In two rounds of meetings from May 11 to June 20 and July 13 to August 5, 1959, the Western Allies presented a peace plan named after the American Secretary of State, the Herter Plan . It was the last joint proposal by the Western Allies for the reunification of Germany .

meaning

A dialogue began with the Geneva Foreign Ministers' Conference in 1959, which was continued during the visit of Prime Minister Nikita Khrushchev to the USA from September 15 to 28, 1959. An agreement was reached between Khrushchev and US President Eisenhower on the unlimited resumption of talks on the Berlin question . In addition, Eisenhower, trusting the eventual victory of goodwill, agreed to the so-called Paris Summit Conference in May 1960. However, this summit conference on May 16, 1960 in the Elysée Palace in Paris failed.

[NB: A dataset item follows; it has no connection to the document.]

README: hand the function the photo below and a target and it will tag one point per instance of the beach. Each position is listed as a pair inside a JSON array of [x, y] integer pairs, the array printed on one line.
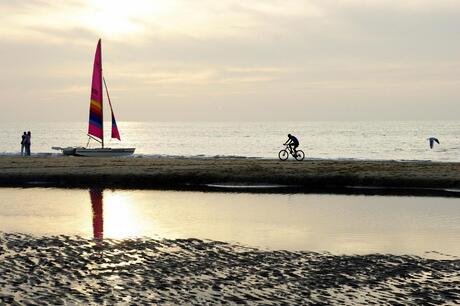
[[194, 173], [62, 269]]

In practice, the reunification problem had already been put on hold at the Geneva Foreign Ministers' Conference.

literature

  • Conferences and contracts. Contract Ploetz. Handbook of historically significant meetings and agreements. Part II. Volume 4 B: Most recent times 1959–1963. Edited by Helmuth KG Rönnefahrth and Heinrich Euler with the assistance of Johanna Schomerus. Würzburg: AG Ploetz Verlag, 1963, pp. 1-6.